Compra una pagina del Corriere: “Caro presidente, Agenzia delle Entrate mi perseguita”
L'imprenditore bustocco Flavio Caravati ha fatto pubblicare a pagamento una lunga lettera indirizzata al Capo dello Stato e al presidente del Consiglio per chiedere un intervento nei confronti dell'ente di riscossione delle tasse
Inizia così la lettera scritta da Flavio Caravati, imprenditore bustocco e patron della Virca spa, azienda attiva nell’ambito del commercio all’ingrosso di articoli di carto-cancelleria, gadgets, articoli da regalo e simili che ha sede in via per Cassano. La particolarità di questa missiva è che è stata pubblicata a tutta pagina sul Corriere della Sera come avviso a pagamento per volontà dello stesso Caravati. Un’iniziativa non nuova ma che svela tutte le difficoltà che stanno vivendo gli imprenditori italiani di fronte ad una crisi dalla quale sembra non si riesca ad uscire, nonostante l’ottimismo a piene mani che viene sparso da diversi esponenti del governo e da alcuni economisti.
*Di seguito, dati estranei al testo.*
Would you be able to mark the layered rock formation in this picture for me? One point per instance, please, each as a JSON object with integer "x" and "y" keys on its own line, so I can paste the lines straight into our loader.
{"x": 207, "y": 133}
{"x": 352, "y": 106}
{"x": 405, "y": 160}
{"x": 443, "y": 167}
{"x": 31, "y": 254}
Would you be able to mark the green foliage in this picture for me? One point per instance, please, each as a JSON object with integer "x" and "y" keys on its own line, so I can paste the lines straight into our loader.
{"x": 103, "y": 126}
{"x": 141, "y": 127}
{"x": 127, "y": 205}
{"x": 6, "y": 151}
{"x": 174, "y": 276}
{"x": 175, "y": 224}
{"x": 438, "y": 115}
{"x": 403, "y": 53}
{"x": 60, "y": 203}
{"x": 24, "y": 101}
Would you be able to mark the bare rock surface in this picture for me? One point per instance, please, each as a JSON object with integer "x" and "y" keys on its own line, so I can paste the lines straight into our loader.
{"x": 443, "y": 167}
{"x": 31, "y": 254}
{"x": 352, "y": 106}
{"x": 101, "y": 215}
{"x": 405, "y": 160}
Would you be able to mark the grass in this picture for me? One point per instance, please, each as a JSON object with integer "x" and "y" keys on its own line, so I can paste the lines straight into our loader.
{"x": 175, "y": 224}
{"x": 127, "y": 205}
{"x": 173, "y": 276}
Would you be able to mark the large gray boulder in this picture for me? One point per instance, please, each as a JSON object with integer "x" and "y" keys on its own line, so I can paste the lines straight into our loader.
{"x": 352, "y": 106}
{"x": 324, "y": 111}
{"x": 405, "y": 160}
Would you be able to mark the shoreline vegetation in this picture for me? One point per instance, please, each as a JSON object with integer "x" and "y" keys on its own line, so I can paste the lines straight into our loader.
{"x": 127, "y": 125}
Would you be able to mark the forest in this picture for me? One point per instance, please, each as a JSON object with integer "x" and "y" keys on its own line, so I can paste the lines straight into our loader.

La realtà descritta da Caravati è ben diversa e parla di una vessazione da parte dei funzionari dell’Agenzia delle Entrate anche se non entra nello specifico. Sostiene che, forse, sarebbe stato meglio fuggire all’estero e si paragona agli ebrei che, intuendo quello che stava per succedere negli anni precedenti alla Seconda Guerra Mondiale, fuggirono dall’Italia per trovare rifugio in altri Paesi. Caravati dice di non aver voluto seguire il loro esempio e di essere rimasto in Italia nonostante la "persecuzione" alla quale è sottoposto in quanto imprenditore. Parole di fuoco le riserva anche nei confronti dei dipendenti pubblici che definisce "incapaci di capire cosa sia la disoccupazione" oltre che "arroganti e sprezzanti verso intere categorie che hanno la sfortuna di incappare nelle maglie della burocrazia che reputano di presiedere".
Una lettera disperata che racconta una nuova umanità dolente che non è più il sottoproletariato o il proletariato ma la classe medio-borghese che non ce la fa più a reggere sulle proprie spalle la pesantezza della macchina statale con tutti i suoi bisogni e chiede, in fondo, solo la libertà di fare impresa in un Paese normale.